To ensure that his vision of Future World is truly unique, MbS plans to roll out the following :
1. Flying Taxis: Scientists might take a flying taxi to work. “Driving is just for fun, no longer for transportation (e.g. driving Ferrari next to the coast with a nice view),” planning documents show.
2. Cloud Seeding: The desert won’t always feel like the desert. “Cloud seeding” could make it rain.
3. Robot Maids: Don’t worry about household chores. While scientists are at work, their homes would be cleaned by robot maids.
4. State-of-the-Art Medical Facilities: Scientists would work on a project to modify the human genome to make people stronger.
5. World Class Restaurants: There would be fine dining galore in a city with the “highest rate of Michelin-starred restaurants per inhabitant.”
6. Dinosaur Robots: Residents could visit a Jurassic Park-style island of robot reptiles.
7. Glow-in-the-Dark Sand: The crown prince wants a beach that glows in the dark, like the face of a watch.
8. Alcohol: Alcohol is banned in the rest of Saudi Arabia.

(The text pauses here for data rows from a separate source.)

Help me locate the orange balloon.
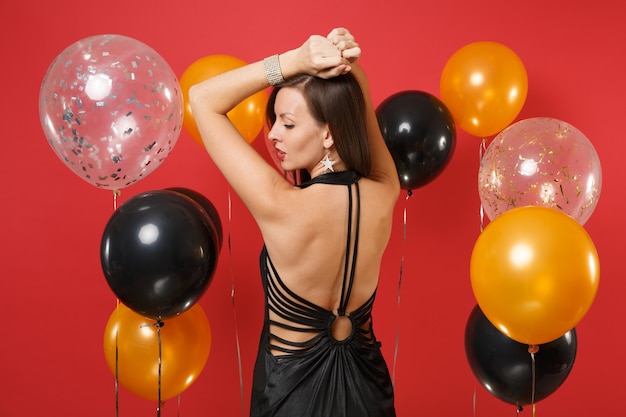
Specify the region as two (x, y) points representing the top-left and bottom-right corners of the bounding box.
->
(470, 206), (600, 345)
(104, 304), (211, 401)
(179, 55), (268, 147)
(440, 42), (528, 137)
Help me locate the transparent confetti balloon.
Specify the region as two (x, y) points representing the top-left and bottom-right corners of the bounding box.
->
(478, 117), (602, 225)
(39, 35), (183, 190)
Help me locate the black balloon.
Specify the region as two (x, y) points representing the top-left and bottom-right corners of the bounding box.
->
(465, 306), (577, 406)
(168, 187), (224, 249)
(376, 91), (456, 190)
(100, 190), (218, 320)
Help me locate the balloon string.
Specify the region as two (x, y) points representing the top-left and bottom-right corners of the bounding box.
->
(478, 138), (487, 233)
(113, 190), (122, 211)
(528, 345), (539, 417)
(228, 191), (245, 417)
(155, 320), (163, 417)
(472, 388), (476, 417)
(391, 190), (413, 387)
(139, 320), (165, 417)
(115, 298), (120, 417)
(113, 190), (121, 417)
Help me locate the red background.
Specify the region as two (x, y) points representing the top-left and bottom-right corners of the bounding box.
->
(0, 0), (626, 417)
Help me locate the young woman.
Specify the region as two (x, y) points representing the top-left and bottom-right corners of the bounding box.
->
(189, 28), (400, 417)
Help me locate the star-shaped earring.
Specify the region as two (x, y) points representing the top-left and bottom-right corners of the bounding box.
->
(320, 154), (337, 172)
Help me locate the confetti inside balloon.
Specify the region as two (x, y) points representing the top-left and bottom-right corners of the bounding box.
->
(478, 117), (602, 224)
(39, 35), (183, 190)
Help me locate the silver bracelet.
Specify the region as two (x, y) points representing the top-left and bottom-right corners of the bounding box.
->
(263, 54), (285, 85)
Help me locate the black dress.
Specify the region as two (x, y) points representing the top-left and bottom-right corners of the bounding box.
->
(250, 171), (396, 417)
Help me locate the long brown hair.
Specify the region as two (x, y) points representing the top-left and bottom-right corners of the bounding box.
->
(266, 73), (372, 181)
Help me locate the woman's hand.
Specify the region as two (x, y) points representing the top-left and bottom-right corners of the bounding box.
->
(288, 28), (361, 78)
(326, 28), (361, 64)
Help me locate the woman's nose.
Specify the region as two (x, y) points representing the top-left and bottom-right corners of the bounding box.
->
(267, 123), (278, 141)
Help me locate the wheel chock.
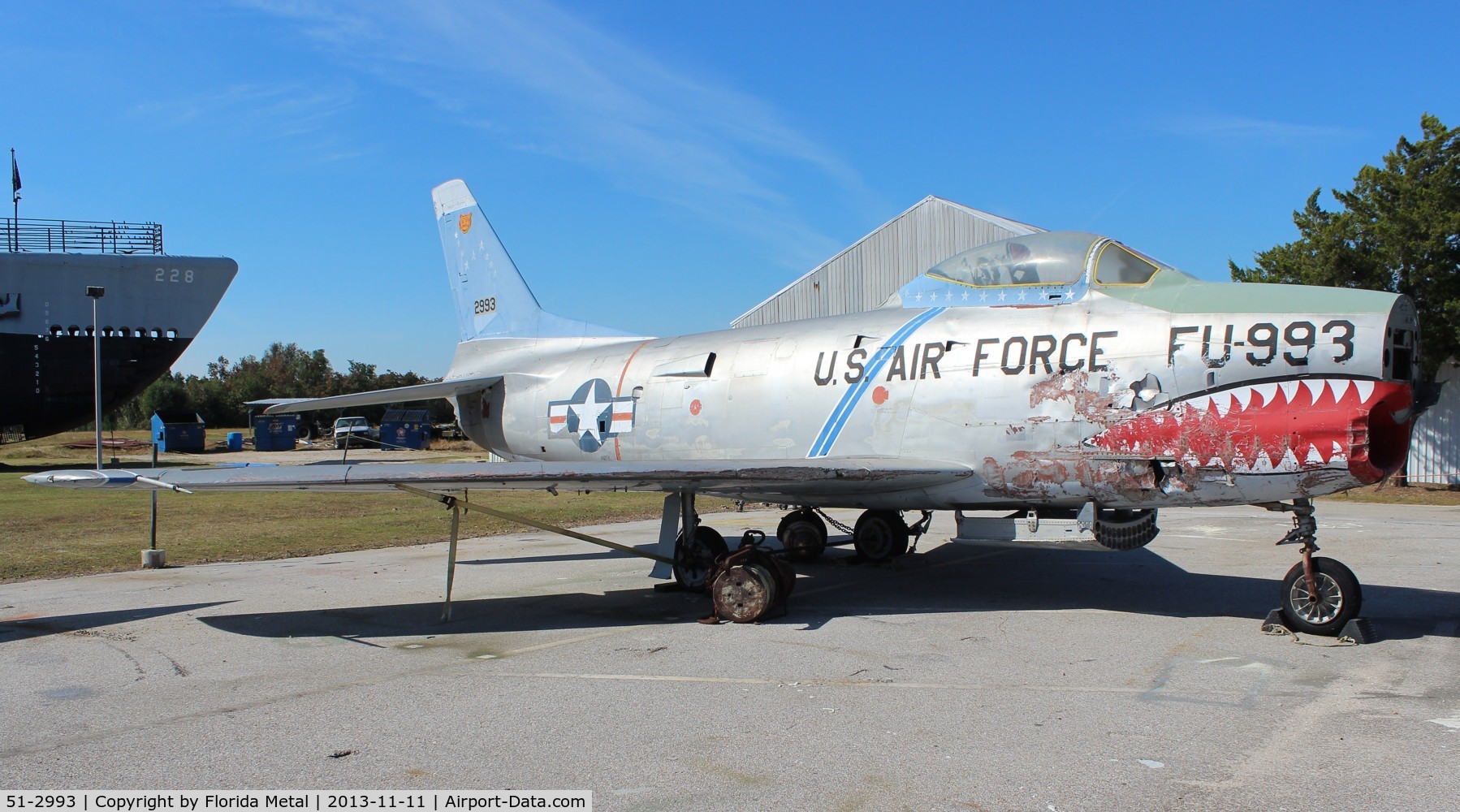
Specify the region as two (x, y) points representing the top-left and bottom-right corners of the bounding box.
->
(1261, 609), (1292, 634)
(1339, 618), (1378, 642)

But it likely won’t be here, say people familiar with the plan.
9. Robot Martial Arts: Robots would do more than just clean your house. They also could spar head to head in a “robo-cage fight,” one of many sports on offer.
10. Security: Cameras, drones and facial-recognition technology are planned to track everyone at all times.
11. Moon: A giant artificial moon would light up each night. One proposal suggests it could live-stream images from outer space, acting as an iconic landmark.
For those concerned about their safety there, fear not – the Saudi state will have everything under control. Cameras, drones and facial-recognition technology will allow state intelligence to track every single person there. “Everything can be recorded,” the founders’ Board stated. Neom has already engaged IBM for potential facial recognition software.
The Board even thought of offering Tesla billions in subsidies to move to Neom, while giving the kingdom a stake.
Clearly, since it is deep in the realm of science fiction, MbS also considered partnering with unicorn-specialist SoftBank on its “Apollo” project, which seeks to create “a new way of life from birth to death reaching genetic mutations to increase human strength and IQ.”
Unfortunately, the $500 billion futuristic nirvana doesn’t come without headwinds.
According to the Journal, the Saudi government plans to forcibly relocate more than 20,000 people, many whose families have inhabited the area for generations. One resident of the area said “You are dismembering an entire society. For us, it’s like death.”
Additionally, companies have often avoided investing in Saudi Arabia due to the country’s opaque legal system, corruption, alcohol ban and rules that require women to get a male relative’s permission to travel. MbS has adopted the stance that these rules are so difficult to change because they are so ingrained in existing Saudi cities, that it is simply easier to just develop a new city and start over.
“Starting Neom from scratch, with independent systems and regulations, will ensure the availability of best services without social limitations,” MbS said at Neom’s first board meeting.
None of this is hindering MbS’ enthusiasm to come up with a Disney World for the world’s richest and most powerful. Construction on Neom is under way using thousands of foreign workers that in one section of the development were housed six to a tiny room as of June 17. Earlier this year, MBS issued a decree about an area called Silver Beach. “I want the sand to glow,” he said, according to two people familiar with the project. Engineers haven’t figured out a safe way to do it, the WSJ adds sardonically.
Each night, he told underlings, a fleet of drones should create the illusion of a rising moon—crescent, half, full. “That’s what he wants this future to be,” a former executive said.
To make that happen, Boston Consulting Group suggested partnering with NASA to make the fake moon “the biggest in the world.”